Vierge que je suis, en cet humble état,
Quelle joie en fleur de moi serait née ?
Mais Vous, Tout-Puissant, me l’avez donnée.
Que rendrais-je à Vous, moi sur qui tomba
Votre grâce ? O Dieu, je souris tout bas,
Car j’avais aussi, petite et bornée,
J’avais une grâce et Vous l’ai donnée.
De bouche, ô mon Dieu, Vous n’en aviez pas
Pour parler aux gens perdus d’ici bas…
Ta bouche de lait vers mon sein tournée,
O mon fils, c’est moi qui te l’ai donnée.
De main, ô mon Dieu, Vous n’en aviez pas
Pour guérir du doigt leurs pauvres corps las…
Ta main, bouton clos, rose encor gênée,
O mon fils, c’est moi qui te l’ai donnée.

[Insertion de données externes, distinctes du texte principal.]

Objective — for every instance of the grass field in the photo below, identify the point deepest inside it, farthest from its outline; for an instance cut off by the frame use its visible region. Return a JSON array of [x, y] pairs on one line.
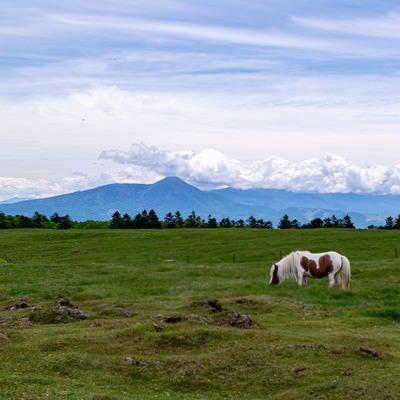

De chair, ô mon Dieu, Vous n’en aviez pas
Pour rompre avec eux le pain du repas…
Ta chair au printemps de moi façonnée,
O mon fils, c’est moi qui te l’ai donnée.
De mort, ô mon Dieu, Vous n’en aviez pas
Pour sauver le monde… O douleur ! là-bas,
Ta mort d’homme, un soir, noire, abandonnée,
Mon petit, c’est moi qui te l’ai donnée.